Do you know how the SPSS pairwise procedure work? I don't think it works
the way I wanted it to work.

Now I'm really curious about why you suggested using a lower cut-off than
.05. In fact I was going to use 0.15, as suggested in Hosmer and Lemeshow.
I thought the point of a stepwise regression is to mimic what would happen
if we could include every relevant regressor, so that the interpretation
of the regression coefficient is something like the effect of A assuming
everything else holds constant. I thought if we allow more predictors in,
then these other predictors would approximate the 'everything else' better
than if we only let the really significant ones in. If possible I would
put everything in the equations, but for two concerns: 1. Some predictors
simply do not go together - it doesn't make sense to say the effect of B
controlled for C, for whatever reason. 2. The problem of having too many
parameters in the asymptotic results of logistic regression.

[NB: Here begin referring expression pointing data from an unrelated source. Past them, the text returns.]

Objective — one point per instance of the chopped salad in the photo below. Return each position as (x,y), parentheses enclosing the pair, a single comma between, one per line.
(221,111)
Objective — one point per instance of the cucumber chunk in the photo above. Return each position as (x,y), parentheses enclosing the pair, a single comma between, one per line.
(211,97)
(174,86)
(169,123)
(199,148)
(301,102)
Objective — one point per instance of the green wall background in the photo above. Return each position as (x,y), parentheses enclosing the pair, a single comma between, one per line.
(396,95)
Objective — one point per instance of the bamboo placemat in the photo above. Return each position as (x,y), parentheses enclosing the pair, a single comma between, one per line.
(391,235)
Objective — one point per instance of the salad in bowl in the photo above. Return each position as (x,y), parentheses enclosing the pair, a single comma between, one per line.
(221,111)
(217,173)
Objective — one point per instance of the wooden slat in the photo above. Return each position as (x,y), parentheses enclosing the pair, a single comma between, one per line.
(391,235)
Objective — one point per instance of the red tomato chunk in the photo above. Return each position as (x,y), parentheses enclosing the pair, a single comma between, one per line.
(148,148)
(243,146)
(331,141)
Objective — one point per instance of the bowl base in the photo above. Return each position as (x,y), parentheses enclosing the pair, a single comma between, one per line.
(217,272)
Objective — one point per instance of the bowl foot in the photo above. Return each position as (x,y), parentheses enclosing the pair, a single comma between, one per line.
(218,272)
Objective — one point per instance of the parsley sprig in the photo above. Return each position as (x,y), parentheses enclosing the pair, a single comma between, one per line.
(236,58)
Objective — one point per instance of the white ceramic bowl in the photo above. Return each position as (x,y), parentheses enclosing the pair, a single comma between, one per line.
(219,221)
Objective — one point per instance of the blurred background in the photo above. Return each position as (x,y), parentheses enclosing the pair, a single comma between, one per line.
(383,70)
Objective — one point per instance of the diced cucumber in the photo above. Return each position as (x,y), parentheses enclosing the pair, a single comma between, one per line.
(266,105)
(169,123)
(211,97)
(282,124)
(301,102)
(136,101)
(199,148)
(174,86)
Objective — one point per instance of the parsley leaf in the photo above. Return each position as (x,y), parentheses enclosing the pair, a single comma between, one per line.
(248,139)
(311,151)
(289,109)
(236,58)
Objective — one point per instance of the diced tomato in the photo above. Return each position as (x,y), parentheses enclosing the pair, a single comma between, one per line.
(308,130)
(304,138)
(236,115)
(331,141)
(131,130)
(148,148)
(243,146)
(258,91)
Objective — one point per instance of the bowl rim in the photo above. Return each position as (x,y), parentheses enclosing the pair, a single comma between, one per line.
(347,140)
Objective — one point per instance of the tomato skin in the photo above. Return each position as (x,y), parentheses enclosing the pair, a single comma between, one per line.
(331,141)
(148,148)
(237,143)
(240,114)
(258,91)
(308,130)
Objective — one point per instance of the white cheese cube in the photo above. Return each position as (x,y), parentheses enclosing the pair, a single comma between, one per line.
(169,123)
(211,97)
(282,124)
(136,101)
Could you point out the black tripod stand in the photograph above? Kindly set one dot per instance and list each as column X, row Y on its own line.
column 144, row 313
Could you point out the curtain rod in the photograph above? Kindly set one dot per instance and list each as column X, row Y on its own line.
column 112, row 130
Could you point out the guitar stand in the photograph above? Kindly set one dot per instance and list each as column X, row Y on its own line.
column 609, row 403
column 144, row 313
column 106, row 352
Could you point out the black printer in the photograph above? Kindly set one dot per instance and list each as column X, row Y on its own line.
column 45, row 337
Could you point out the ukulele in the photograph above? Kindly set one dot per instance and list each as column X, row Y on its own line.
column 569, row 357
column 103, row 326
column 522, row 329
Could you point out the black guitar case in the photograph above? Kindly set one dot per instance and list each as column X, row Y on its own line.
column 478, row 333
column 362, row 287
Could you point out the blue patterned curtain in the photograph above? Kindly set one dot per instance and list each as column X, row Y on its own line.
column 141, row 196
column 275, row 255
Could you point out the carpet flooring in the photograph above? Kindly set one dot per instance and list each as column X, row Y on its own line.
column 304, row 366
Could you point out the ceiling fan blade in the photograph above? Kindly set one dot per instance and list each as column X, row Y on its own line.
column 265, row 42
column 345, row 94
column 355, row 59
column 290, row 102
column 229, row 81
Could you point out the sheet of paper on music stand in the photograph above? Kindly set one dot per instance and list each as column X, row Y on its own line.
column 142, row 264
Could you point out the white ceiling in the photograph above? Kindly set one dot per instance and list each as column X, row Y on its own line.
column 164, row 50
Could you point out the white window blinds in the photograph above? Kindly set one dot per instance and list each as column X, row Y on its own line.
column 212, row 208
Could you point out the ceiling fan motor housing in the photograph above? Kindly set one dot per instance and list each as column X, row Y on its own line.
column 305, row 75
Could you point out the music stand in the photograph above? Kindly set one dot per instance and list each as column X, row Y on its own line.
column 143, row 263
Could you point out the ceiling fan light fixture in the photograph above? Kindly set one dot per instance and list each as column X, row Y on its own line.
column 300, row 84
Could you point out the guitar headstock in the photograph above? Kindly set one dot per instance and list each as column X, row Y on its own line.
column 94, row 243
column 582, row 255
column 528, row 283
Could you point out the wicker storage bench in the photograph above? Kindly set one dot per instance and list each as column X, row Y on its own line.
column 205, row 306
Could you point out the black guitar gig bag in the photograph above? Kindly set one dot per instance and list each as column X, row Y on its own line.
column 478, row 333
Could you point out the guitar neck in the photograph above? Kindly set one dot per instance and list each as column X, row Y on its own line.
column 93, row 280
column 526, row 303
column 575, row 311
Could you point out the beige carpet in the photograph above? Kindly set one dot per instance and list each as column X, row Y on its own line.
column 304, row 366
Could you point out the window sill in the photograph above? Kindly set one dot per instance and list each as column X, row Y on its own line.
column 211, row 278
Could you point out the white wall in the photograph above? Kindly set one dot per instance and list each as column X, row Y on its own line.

Perhaps some more background would help. In essence, we're trying to
identify 'important' predictors of 'functional outcomes' of patients. We
have 30 predictors from childhood up to current. I know that considerable
literature exists for identifying 'important' covariates (eg the dominant
analysis by Budescu (1993 - Psychological Bulletin)). But since the use of
these techniques seems currently limited to specialist statistics journal,
I thought I would go by the more traditional way of using simple and
multiple regression. The pattern that I try to follow is from the
following paper: Bienvenu et al (2006) British Journal of Psychiatry
188:432. They do both simple and multiple logistic regression controlling
for all of their predictors. They have a larger sample than we do and
therefore they can fit 10-20 regressors in their regression. With our
smaller sample, there's no way we'll put all 30 predictors into our model.
My colleague ran a stepwise regression and it throws away about 40% of our
data, which I'm not so pleased about. And therefore I'd like to know how
PAIRWISE might help remedy the situation. Whether I use PAIRWISE or
LISTWISE, I think it would probably be better if I run the regression
again based on the selected variables over again.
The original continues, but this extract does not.